BEYOND HISTORICISM AND UNIVERSALISM: EPIC, HISTORY, AND MEMORY
Review of The Concept of History, by Dmitri Nikulin (London: Bloomsbury Academic, 2017. Pp. xiii, 228)
Verónica Tozzi Thompson
Translated by Moira Pérez
In The Concept of History, Dmitri Nikulin rehearses an alternative philosophy of history, thus accompanying a certain revival of interest in this discipline since the end of the twentieth century. Conceptualizing an alternative philosophy of history is of fundamental relevance in the context of the global problems that deepen every day in our contemporary world. Undoubtedly, philosophy must be attentive to the present demands and interests of representing the past, whether by the sectors of power or by various dissident collectives, for failing to reflexively address questions of substantive philosophy of history surely leaves room for the (unacknowledged) validity of the teleological-universalist narrative. The historical trajectory delineated by the modern conception of history is centered on the uniqueness and unity of history and establishes a divide between historical and nonhistorical (or prehistoric) peoples.
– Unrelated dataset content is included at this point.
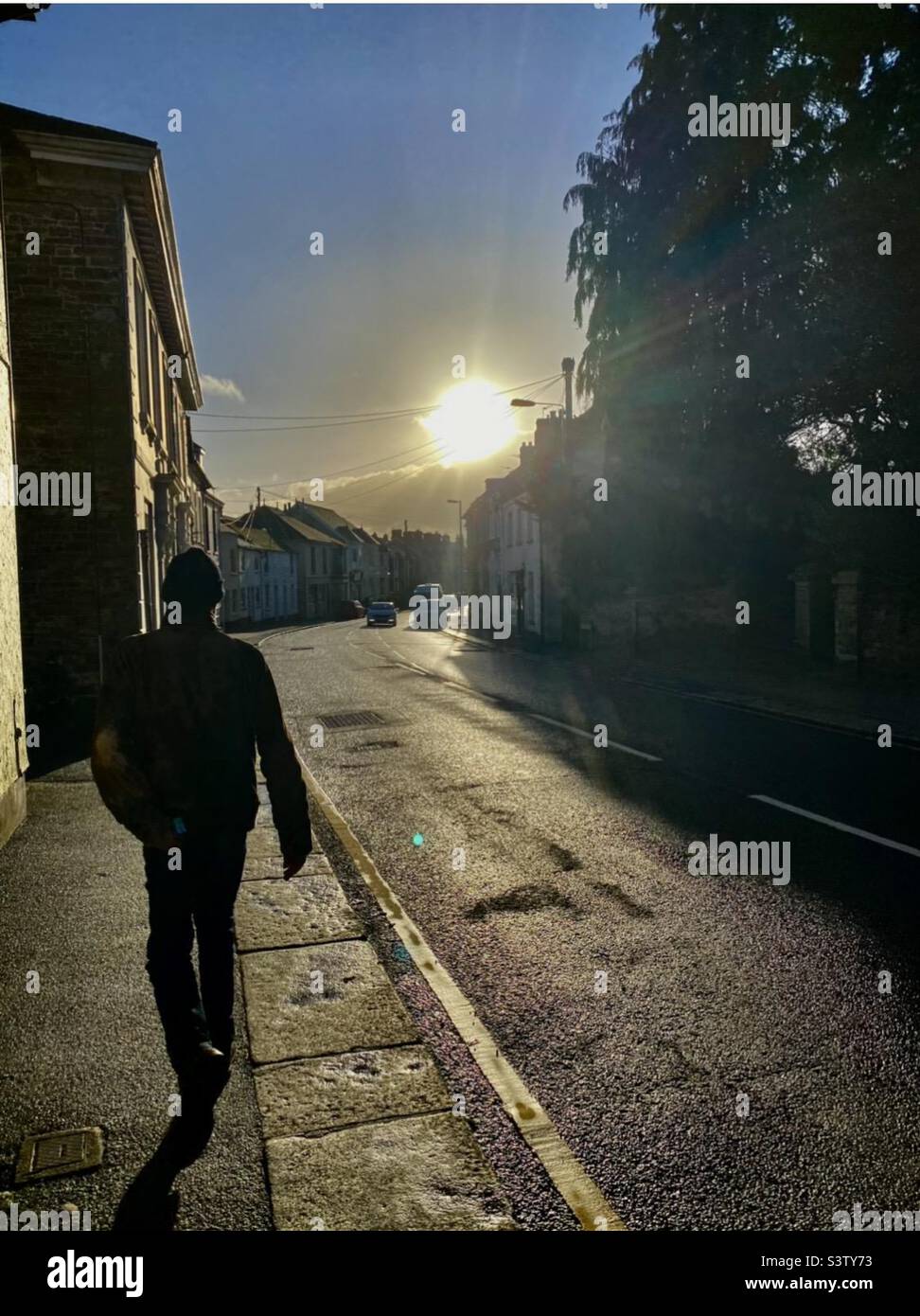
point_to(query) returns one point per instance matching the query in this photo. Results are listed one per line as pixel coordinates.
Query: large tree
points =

Nikulin, by contrast, seeks to produce a pluralistic conception of multiple histories, for which he elaborates a notion of “the historical” present in every time period and human culture (oral and written). A central distinction to be established from the beginning, according to Nikulin, is between “the historical” and “history.” The historical is nothing other than lists of names, things, actions, and facts to be preserved, and we can find these lists in any culture in any time and place. Such lists are governed by some organizing principle that determines what not to forget. Chapters 3 (“The Epic of History”), 4 (“The Homer Galaxy”), and 5 (“The Logos of History”) are, in my view, the most novel and stimulating parts of the book. There, “the historical” (those detailed and organized lists) comes with a narrative (fabula). The historical/fable dyad constitutes the structure of history, which is instantiated in multiple histories but which, in itself (as a structure), is not historical but invariant in each and every history. The seven chapters that make up The Concept of History run through various examples of reflections on and problems related to the subject in ancient history, a period in which Nikulin himself is a recognized specialist. The centrality of ancient Greek history in this study does not imply a commitment to the thesis that history emerged in Greek culture. According to Nikulin, where there are human beings, there is history.